From: Jens Axboe <[email protected]>
To: Pavel Begunkov <[email protected]>,
io-uring <[email protected]>
Cc: Jann Horn <[email protected]>
Subject: Re: [PATCH for-next] io_uring: ensure IOSQE_ASYNC file table grabbing works, with SQPOLL
Date: Thu, 10 Sep 2020 17:04:55 -0600 [thread overview]
Message-ID: <[email protected]> (raw)
In-Reply-To: <[email protected]>
On 9/10/20 4:11 PM, Jens Axboe wrote:
> On 9/10/20 3:01 PM, Jens Axboe wrote:
>> On 9/10/20 12:18 PM, Jens Axboe wrote:
>>> On 9/10/20 7:11 AM, Jens Axboe wrote:
>>>> On 9/10/20 6:37 AM, Pavel Begunkov wrote:
>>>>> On 09/09/2020 19:07, Jens Axboe wrote:
>>>>>> On 9/9/20 9:48 AM, Pavel Begunkov wrote:
>>>>>>> On 09/09/2020 16:10, Jens Axboe wrote:
>>>>>>>> On 9/9/20 1:09 AM, Pavel Begunkov wrote:
>>>>>>>>> On 09/09/2020 01:54, Jens Axboe wrote:
>>>>>>>>>> On 9/8/20 3:22 PM, Jens Axboe wrote:
>>>>>>>>>>> On 9/8/20 2:58 PM, Pavel Begunkov wrote:
>>>>>>>>>>>> On 08/09/2020 20:48, Jens Axboe wrote:
>>>>>>>>>>>>> Fd instantiating commands like IORING_OP_ACCEPT now work with SQPOLL, but
>>>>>>>>>>>>> we have an error in grabbing that if IOSQE_ASYNC is set. Ensure we assign
>>>>>>>>>>>>> the ring fd/file appropriately so we can defer grab them.
>>>>>>>>>>>>
>>>>>>>>>>>> IIRC, for fcheck() in io_grab_files() to work it should be under fdget(),
>>>>>>>>>>>> that isn't the case with SQPOLL threads. Am I mistaken?
>>>>>>>>>>>>
>>>>>>>>>>>> And it looks strange that the following snippet will effectively disable
>>>>>>>>>>>> such requests.
>>>>>>>>>>>>
>>>>>>>>>>>> fd = dup(ring_fd)
>>>>>>>>>>>> close(ring_fd)
>>>>>>>>>>>> ring_fd = fd
>>>>>>>>>>>
>>>>>>>>>>> Not disagreeing with that, I think my initial posting made it clear
>>>>>>>>>>> it was a hack. Just piled it in there for easier testing in terms
>>>>>>>>>>> of functionality.
>>>>>>>>>>>
>>>>>>>>>>> But the next question is how to do this right...>
>>>>>>>>>> Looking at this a bit more, and I don't necessarily think there's a
>>>>>>>>>> better option. If you dup+close, then it just won't work. We have no
>>>>>>>>>> way of knowing if the 'fd' changed, but we can detect if it was closed
>>>>>>>>>> and then we'll end up just EBADF'ing the requests.
>>>>>>>>>>
>>>>>>>>>> So right now the answer is that we can support this just fine with
>>>>>>>>>> SQPOLL, but you better not dup and close the original fd. Which is not
>>>>>>>>>> ideal, but better than NOT being able to support it.
>>>>>>>>>>
>>>>>>>>>> Only other option I see is to to provide an io_uring_register()

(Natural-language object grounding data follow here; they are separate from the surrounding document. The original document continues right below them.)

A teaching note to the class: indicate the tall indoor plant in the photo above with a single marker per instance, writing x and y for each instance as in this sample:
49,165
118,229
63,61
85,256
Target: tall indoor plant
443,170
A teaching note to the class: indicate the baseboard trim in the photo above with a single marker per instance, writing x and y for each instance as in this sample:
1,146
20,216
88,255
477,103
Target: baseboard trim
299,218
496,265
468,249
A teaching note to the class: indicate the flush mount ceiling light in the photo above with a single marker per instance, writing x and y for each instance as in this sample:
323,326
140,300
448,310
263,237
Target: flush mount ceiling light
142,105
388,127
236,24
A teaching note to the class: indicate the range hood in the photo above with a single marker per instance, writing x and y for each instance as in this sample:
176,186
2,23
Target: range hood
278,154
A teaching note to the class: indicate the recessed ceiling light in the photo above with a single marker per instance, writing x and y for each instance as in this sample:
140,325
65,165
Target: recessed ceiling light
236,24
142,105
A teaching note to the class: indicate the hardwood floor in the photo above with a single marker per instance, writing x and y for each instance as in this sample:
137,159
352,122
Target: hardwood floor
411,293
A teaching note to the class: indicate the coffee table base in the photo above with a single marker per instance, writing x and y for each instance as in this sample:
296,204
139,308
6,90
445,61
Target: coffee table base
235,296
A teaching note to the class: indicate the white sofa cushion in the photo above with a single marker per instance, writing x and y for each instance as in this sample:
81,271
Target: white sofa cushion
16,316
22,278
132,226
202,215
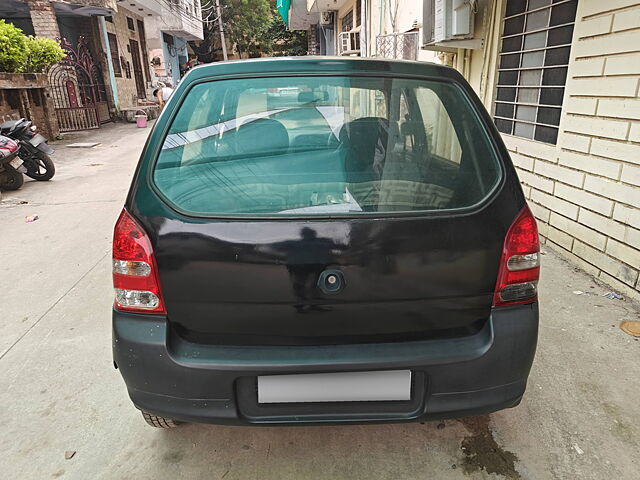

>>>>>>>>>> command to update the fd/file associated with it. Which may be useful,
>>>>>>>>>> it allows a process to indeed to this, if it absolutely has to.
>>>>>>>>>
>>>>>>>>> Let's put aside such dirty hacks, at least until someone actually
>>>>>>>>> needs it. Ideally, for many reasons I'd prefer to get rid of
>>>>>>>>
>>>>>>>> BUt it is actually needed, otherwise we're even more in a limbo state of
>>>>>>>> "SQPOLL works for most things now, just not all". And this isn't that
>>>>>>>> hard to make right - on the flush() side, we just need to park/stall the
>>>>>>>
>>>>>>> I understand that it isn't hard, but I just don't want to expose it to
>>>>>>> the userspace, a) because it's a userspace API, so couldn't probably be
>>>>>>> killed in the future, b) works around kernel's problems, and so
>>>>>>> shouldn't really be exposed to the userspace in normal circumstances.
>>>>>>>
>>>>>>> And it's not generic enough because of a possible "many fds -> single
>>>>>>> file" mapping, and there will be a lot of questions and problems.
>>>>>>>
>>>>>>> e.g. if a process shares a io_uring with another process, then
>>>>>>> dup()+close() would require not only this hook but also additional
>>>>>>> inter-process synchronisation. And so on.
>>>>>>
>>>>>> I think you're blowing this out of proportion. Just to restate the
>>>>>
>>>>> I just think that if there is a potentially cleaner solution without
>>>>> involving userspace, we should try to look for it first, even if it
>>>>> would take more time. That was the point.
>>>>
>>>> Regardless of whether or not we can eliminate that need, at least it'll
>>>> be a relaxing of the restriction, not an increase of it. It'll never
>>>> hurt to do an extra system call for the case where you're swapping fds.
>>>> I do get your point, I just don't think it's a big deal.
>>>
>>> BTW, I don't see how we can ever get rid of a need to enter the kernel,
>>> we'd need some chance at grabbing the updated ->files, for instance.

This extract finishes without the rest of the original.